Si calma lo stato d’animo inquieto,
in una condizione di pace pressoché assoluta, e l’autore può spingersi a recuperare
speranze e dolcezze nel rimando a segni lontanissimi ed appaganti come le
tasche piene di innocenti lucciole nelle sere estive:
Nel cammino
infaticabile ho tasche piene di lucciole
cerco crinali di speranza, vette d’umiltà
ed accarezzo stelle alpine tenaci tra
rocce.
E mi chiedo se la mia essenza è rimasta
intatta
in queste
aride stagioni sgozzate da contaminazioni.
E con i borghi di pietra compaiono
le “Strade spettinate” a causa del vento che spazza via le cose:
Il vento strapazza pezzi di carta straccia
lungo strade spettinate e vuoti arrugginiti
barattoli sbilenchi rotolano sul selciato.

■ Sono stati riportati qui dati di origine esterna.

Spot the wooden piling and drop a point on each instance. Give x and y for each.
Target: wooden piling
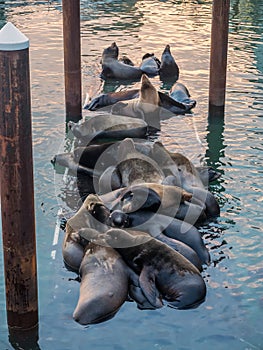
(17, 191)
(72, 59)
(218, 57)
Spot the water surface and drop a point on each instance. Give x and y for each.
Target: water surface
(231, 316)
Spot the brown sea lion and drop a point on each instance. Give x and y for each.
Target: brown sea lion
(150, 65)
(112, 68)
(145, 107)
(164, 274)
(169, 69)
(179, 92)
(104, 127)
(103, 287)
(92, 214)
(154, 224)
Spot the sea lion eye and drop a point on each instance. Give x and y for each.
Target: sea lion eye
(128, 195)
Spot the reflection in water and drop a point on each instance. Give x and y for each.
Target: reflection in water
(215, 141)
(2, 13)
(24, 340)
(232, 314)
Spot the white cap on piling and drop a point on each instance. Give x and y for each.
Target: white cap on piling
(11, 39)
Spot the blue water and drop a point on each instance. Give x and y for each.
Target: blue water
(231, 316)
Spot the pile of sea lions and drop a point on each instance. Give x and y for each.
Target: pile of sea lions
(135, 236)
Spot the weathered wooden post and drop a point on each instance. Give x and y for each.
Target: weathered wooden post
(72, 59)
(218, 57)
(17, 191)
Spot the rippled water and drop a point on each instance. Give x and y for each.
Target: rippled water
(231, 317)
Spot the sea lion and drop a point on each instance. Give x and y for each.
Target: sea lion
(93, 214)
(154, 224)
(168, 200)
(169, 69)
(67, 160)
(150, 65)
(108, 99)
(112, 68)
(105, 127)
(103, 287)
(179, 92)
(126, 60)
(132, 167)
(164, 274)
(145, 107)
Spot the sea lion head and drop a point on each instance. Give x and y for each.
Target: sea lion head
(140, 197)
(119, 219)
(167, 49)
(94, 205)
(118, 238)
(111, 52)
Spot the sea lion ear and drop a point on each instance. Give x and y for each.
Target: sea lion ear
(147, 284)
(126, 146)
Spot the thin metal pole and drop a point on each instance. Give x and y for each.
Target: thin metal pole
(17, 191)
(72, 59)
(218, 57)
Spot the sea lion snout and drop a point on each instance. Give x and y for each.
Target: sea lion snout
(118, 219)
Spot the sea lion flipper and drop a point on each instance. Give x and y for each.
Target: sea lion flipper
(126, 146)
(147, 284)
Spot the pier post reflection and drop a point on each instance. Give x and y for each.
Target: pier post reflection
(26, 339)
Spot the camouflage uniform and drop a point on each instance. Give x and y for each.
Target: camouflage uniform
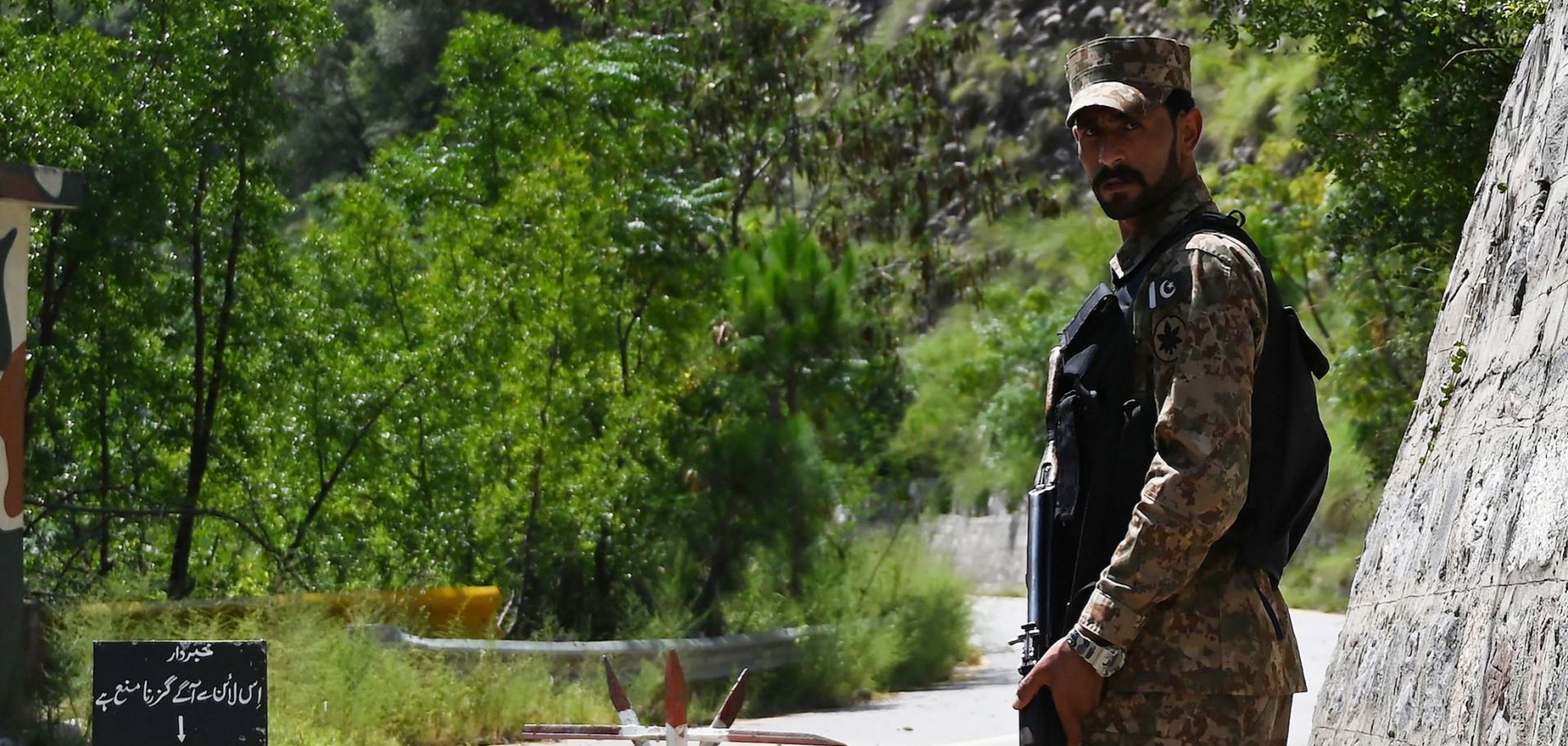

E ci sono ancora “Silenti fiumare”
e sempre echi ritornanti di tram traballanti e finanche naif con la leggerezza
pensosa del rimando al titolo del volume che si apre con la poesia “Barattoli
randagi” che rimanda, nell’immediatezza, a una sorta di abbandono, di naufragio
e di sperdimento ed è costruita su cinque strofe con alternanza delle quartine
e delle terzine. La poesia presenta immagini che potrebbero essere considerate
a sé stanti ed efficacemente realizzate in una versificazione a disposizione
orizzontale, non solo lontana dalla modalità frammentata e da certa tendenza alla
verticalizzazione, dal tecnicismo del rotolamento e della frantumazione, ma
addirittura fortemente compatta, a tratti tetragona, con chiara vicinanza alla
forma prosaica eppure ariosa e visionaria, godibile e con efficaci puntualizzazioni.
Vale per i volti di donne
tinte che hanno il potere di ravvivare muri di calce bianca; vale
per i navigli, in altra situazione, apparentemente lontana, con i vuoti barattoli
sospinti dal vento ed erranti e, contrastivamente, senza rumore a far quasi il
paio con vetrate di osterie desolate e con le chiuse chiese a croce
greca in una sorta di più generale frantumazione non definitiva e finanche
di granitiche scalinate malgrado le accanite bandiere di speranza che,
tuttavia, persistono nei nostri cervelli.
Ci sono espressioni efficaci, accoppiamenti
felici di termini, sovente situazioni rese al meglio dal ricorso a numerose
figure retoriche, metafore ricorrenti, similitudini, figure di suono, iterazioni,
iperbati e tanto altro ancora. Su tutte val la pena ricordare con le chiuse
chiese non solo la ricorrente allitterazione nel gioco anche delle parole
che seguono ma, contemporaneamente, la presenza del chiaro omoteleuto o omeoteleuto
che dir si voglia, presente anche altrove.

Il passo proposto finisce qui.